The New York Times' recent article on baby talk and babbling confirms what generations of parents (and children's librarians) have know for years: those "ba ba" and "da da" utterances that babies make are more than simply adorable; they are the precursors to language development. 

According to one expert, infants begin by making squealing sounds without any identifiable syllables.  By the age of six months, babies (typically) start forming vowel sounds ("aaa"  "ooo") and with practice, consonant sounds ("mmm") by the end of their first year. 

An interesting takeaway from the NYTimes piece was this advice derived from the results of a recent study on language accquisition of babies:

"....if a baby looks at an apple and says, “Ba ba!” it’s better to respond by naming the apple than by guessing, for example, “Do you want your bottle?”  Offering new vocabulary words, even to children too young to form those words, helps strengthen their understanding of language and ability to name new objects. 

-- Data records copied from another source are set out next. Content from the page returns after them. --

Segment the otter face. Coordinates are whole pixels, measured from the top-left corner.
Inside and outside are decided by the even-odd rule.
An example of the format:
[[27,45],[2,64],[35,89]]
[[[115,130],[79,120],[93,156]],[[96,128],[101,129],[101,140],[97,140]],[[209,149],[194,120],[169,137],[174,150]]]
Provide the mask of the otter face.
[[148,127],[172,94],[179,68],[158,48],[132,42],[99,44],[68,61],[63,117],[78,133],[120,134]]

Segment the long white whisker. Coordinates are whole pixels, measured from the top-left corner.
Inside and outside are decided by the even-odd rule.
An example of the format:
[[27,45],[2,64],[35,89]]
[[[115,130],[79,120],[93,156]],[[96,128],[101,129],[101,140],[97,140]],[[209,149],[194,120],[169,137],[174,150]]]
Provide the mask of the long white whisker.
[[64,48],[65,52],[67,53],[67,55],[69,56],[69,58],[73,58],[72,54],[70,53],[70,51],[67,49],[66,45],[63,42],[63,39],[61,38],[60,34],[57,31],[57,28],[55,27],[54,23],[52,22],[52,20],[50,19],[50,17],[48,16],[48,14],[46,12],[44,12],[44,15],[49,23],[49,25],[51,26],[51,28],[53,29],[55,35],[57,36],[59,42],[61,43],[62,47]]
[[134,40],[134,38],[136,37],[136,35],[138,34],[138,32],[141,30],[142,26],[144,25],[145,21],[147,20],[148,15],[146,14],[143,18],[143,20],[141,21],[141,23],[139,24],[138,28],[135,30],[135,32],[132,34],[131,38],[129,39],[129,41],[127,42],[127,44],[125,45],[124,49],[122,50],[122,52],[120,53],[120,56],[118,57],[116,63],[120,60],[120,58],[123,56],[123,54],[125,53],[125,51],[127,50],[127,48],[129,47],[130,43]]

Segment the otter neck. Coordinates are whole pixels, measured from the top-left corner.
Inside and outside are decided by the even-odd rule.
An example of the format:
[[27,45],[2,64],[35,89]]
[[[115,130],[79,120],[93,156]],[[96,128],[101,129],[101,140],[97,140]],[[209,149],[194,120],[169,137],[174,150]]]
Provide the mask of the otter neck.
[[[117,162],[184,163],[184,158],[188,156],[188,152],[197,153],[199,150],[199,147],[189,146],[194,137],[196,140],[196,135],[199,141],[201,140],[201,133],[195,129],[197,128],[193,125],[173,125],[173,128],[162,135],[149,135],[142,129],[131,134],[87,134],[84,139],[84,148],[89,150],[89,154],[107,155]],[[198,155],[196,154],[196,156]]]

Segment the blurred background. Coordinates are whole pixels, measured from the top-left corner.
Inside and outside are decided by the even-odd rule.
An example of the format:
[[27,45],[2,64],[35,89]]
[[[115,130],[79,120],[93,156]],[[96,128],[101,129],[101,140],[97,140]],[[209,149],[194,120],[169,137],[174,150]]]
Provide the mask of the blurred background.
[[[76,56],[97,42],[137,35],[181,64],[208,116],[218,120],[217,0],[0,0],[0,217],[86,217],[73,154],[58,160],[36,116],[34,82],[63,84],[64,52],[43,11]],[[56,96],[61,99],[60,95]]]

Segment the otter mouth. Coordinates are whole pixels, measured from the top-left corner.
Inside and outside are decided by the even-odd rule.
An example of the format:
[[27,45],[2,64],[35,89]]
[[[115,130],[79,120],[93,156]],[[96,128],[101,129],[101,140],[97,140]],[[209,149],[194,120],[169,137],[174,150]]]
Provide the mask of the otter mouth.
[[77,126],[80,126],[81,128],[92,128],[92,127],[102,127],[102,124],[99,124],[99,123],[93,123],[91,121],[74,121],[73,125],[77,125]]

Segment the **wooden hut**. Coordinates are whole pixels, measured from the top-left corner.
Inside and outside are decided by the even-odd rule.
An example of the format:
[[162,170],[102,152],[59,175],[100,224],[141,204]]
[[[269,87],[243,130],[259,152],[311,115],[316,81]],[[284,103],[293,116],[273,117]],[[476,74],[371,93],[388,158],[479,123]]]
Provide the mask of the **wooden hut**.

Perhaps the most important result of all these new studies on language development was the discovery that "Babies have to hear real language from real people to learn these skills."  There is something irreplacable about the face-to-face contact between a parent and a child that television, even educational programs, cannot duplicate. 

One of the best ways to facilitate this brain-building interaction is by sharing a book with your baby.  As Horn Book editor Martha Parravano so elequently states in A Family of Readers, "Despite all of our society's technological advances, it still just takes one child, one book, and one reader to create this unique space, to work this everyday magic."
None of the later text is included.